How does the carry and overflow flag behave when result is to big for register

Question

The following example should set both the carry and overflow flag:

mov eax, -120
add al, 140

add al, 140 will resemble the following operation in bit:

 10001000
+10001100
---------
= 100010100

So the result has 9 bits while the maximum amount of bits that can be put in al is 8. But the way I understand the overflow-flag it's only set when the result of an operation is "wrong". For E.g. when adding a positive number to a positive number but then the sign-flag is set so it yields a negative result.

And regarding the carry flag in the examples I've done so far, I only set it when I subtract a smaller value from a bigger value.

So my question boils down to how the carry and overflow flag behaves when the size of the operation can't be represented in the register.

Answer 1

Ok, the problem that you have here is a mismatch with how computer data types work and what you're doing.

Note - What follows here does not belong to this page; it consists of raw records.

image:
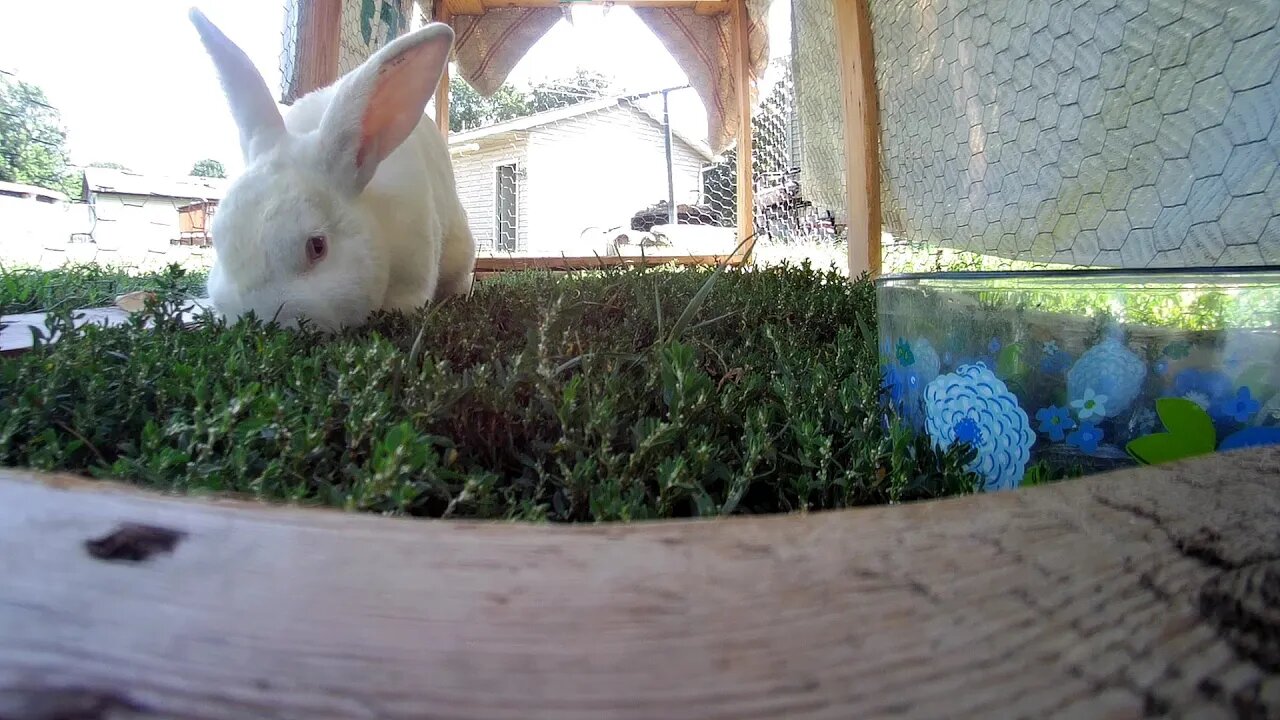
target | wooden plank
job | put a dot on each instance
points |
(862, 135)
(455, 8)
(1141, 593)
(708, 7)
(319, 35)
(442, 91)
(741, 58)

In general the computer can work with (i.e. add) signed data types or unsigned data types — but it can be problematic to ask it to add a signed value to an unsigned value.

Here, -120 is negative, so must use a signed representation.

However, 140 itself does not fit in 8-bit signed, so in 8 bits, must use an unsigned representation.

This combination is not supported by the hardware — while the addition will work to give a truncated result, the hardware will not give you meaningful information in the flags if you perform 8-bit addition.

(The flags for an 8-bit addition are meaningful if both operands are 8-bit signed or else if both operands are 8-bit unsigned, but they are not always meaningful when mixing the two data types: in particular when the values involved are sufficiently large such that the upper bits are in use, as is the case with -120_{signed 8 bit} and 140_{unsigned 8 bit})

The approach to use to get proper results here is to convert both numbers to a larger data size that will accommodate both numbers (it will be a signed data type so it can accommodate -120, and of course, the method of conversion will differ for the two operands as they are different data types).

So, convert -120 from 8 bit to 16 bit (or larger) by sign extension.

And, convert 140 from 8 bit to 16 bit (or larger) by zero extension.

Then you can perform addition and get a signed result, with a meaningful overflow flag.  Of course that particular computation won't overflow in 16 bits — in fact, no addition in 16 bits that started with two 8-bit values can overflow.

However, if you want to take it back to 8 bits, you can check to see if it fits in that size & data type.  For all practical purposes, in this scenario the upper 8 bits of the 16-bit result contains the overflow information of interest regarding the lower 8-bit result, rather than that information being in the flags (overflow/carry).

First, decide which 8-bit data type you want to check: as to signed or unsigned.  There are several approaches that would work, but a simple one is to truncate the 16-bit value to 8 bits, the expand it back from 8 to 16, and see if that newly expanded 16 equals the original 16-bit result.

For signed 8 bit, you would truncate the 16-bit result to 8 bits and then sign extend it back to 16-bits, then to compare with the original 16-bit value.  If it differs the value didn't fit in 8-bits signed.

The same with unsigned 8 bit: truncate the 16-bit result to 8 bits and zero extend it back to 16 bits to compare with the original, if it doesn't compare equal then it doesn't fit in 8-bits unsigned.

Alternately, from the 16-bit original result, you can examine the sign bit of the low 8-bit value and the value of the upper 8 bits.  If all the upper bits are the same bit value as the sign bit of the lower 8 bits then the 16-bit result will fit in 8-bits signed without loss.

For unsigned, if the upper 8 bits are 0 the lower 8 will fit in 8-bit unsigned without loss.